My mom told me he’d kill me if I didn’t leave him. That was 3 years ago and the last time we spoke. She doesn’t understand. He loves me.
I press my fingertips against the black plastic to feel the cold glass of the window. I watch the street below through a small slit. My feet are freezing, tucked up in the moth-eaten blankets of this familiar room. My room. I listen for the lock on the door or footsteps in the hall. He doesn’t like it when I watch.

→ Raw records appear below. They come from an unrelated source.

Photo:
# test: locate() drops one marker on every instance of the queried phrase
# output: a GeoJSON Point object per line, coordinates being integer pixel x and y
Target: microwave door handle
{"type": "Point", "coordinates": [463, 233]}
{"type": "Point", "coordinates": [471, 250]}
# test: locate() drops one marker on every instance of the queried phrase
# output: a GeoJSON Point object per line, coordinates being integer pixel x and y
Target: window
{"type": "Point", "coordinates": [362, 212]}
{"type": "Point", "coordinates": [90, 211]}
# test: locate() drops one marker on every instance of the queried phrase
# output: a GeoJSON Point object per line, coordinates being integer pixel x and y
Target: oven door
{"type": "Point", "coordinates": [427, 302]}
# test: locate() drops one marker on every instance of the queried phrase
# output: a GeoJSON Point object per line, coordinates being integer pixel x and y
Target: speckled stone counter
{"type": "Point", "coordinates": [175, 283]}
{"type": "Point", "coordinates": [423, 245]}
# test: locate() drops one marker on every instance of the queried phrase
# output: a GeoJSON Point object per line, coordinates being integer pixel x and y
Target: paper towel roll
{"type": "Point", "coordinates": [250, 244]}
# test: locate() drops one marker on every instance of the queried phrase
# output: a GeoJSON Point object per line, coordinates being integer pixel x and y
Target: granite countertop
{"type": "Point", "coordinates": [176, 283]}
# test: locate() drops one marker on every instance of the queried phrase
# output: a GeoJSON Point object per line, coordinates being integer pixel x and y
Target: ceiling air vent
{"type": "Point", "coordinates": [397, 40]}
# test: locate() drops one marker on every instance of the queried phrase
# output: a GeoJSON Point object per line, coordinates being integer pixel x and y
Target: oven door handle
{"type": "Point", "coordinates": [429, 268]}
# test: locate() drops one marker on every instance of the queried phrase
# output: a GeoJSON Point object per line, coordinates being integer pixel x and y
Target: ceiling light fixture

The woman in a white nightgown standing on the street looks a lot like me. I see the swollen belly and wonder when she is due. I smile. I touch the tender spot where our baby used to grow and wince at the deep sorrow. An empty womb. He blames me and I blame myself. I should have fallen differently or turned away as he struck. I can still see the staining on the carpet where I lost our baby that autumnal afternoon.
I remember standing where the woman in white stands now. I remember wanting to step in front of the cars.
A fly lands on my arm and I shake it away. There are always so many flies in this room. I hear a shuffle in the hallway and tense. I’ve been careful. I’ve been so quiet. I’ve been good. I hope he isn’t mad. I listen for the lock, but the hallway has fallen silent again.
There’s a girl on my bed. She looks just like me.
She’s pale and grey, and a length of rope hangs from her bruised neck. Her open eyes look through me. Her white nightgown twists around her, her arms outstretched toward me. I stand, my cold feet on the carpet and walk toward her, my nightgown swishing. I reach for her hand. Her wedding ring matches mine. I look at her brown hair and touch my own. Is she me?